🤖 AI Summary
Existing polymer representation methods predominantly rely on monomer-level descriptors, neglecting global conformational structural information and lacking a general-purpose foundation model supporting diverse downstream tasks.
Method: We propose PolyConFM—the first conformation-centric polymer foundation model—unifying polymer modeling and design via generative pretraining. It innovatively incorporates local conformational sequences and orientation transformations into a conditional generation framework, leveraging molecular dynamics simulations, masked autoregressive modeling, and local conformation decomposition to construct a high-quality conformational dataset.

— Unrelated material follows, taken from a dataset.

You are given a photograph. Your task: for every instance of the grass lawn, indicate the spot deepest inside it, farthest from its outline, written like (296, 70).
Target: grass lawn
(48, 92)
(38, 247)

Contribution/Results: Extensive experiments demonstrate that PolyConFM significantly outperforms task-specific methods across multiple downstream applications—including property prediction and inverse design—exhibiting strong generalization capability and cross-task versatility. PolyConFM establishes a new paradigm for intelligent polymer discovery and development.
📝 Abstract
Polymers, macromolecules formed from covalently bonded monomers, underpin countless technologies and are indispensable to modern life. While deep learning is advancing polymer science, existing methods typically represent the whole polymer solely through monomer-level descriptors, overlooking the global structural information inherent in polymer conformations, which ultimately limits their practical performance. Moreover, this field still lacks a universal foundation model that can effectively support diverse downstream tasks, thereby severely constraining progress. To address these challenges, we introduce PolyConFM, the first polymer foundation model that unifies polymer modeling and design through conformation-centric generative pretraining. Recognizing that each polymer conformation can be decomposed into a sequence of local conformations (i.e., those of its repeating units), we pretrain PolyConFM under the conditional generation paradigm, reconstructing these local conformations via masked autoregressive (MAR) modeling and further generating their orientation transformations to recover the corresponding polymer conformation. Besides, we construct the first high-quality polymer conformation dataset via molecular dynamics simulations to mitigate data sparsity, thereby enabling conformation-centric pretraining. Experiments demonstrate that PolyConFM consistently outperforms representative task-specific methods on diverse downstream tasks, equipping polymer science with a universal and powerful tool.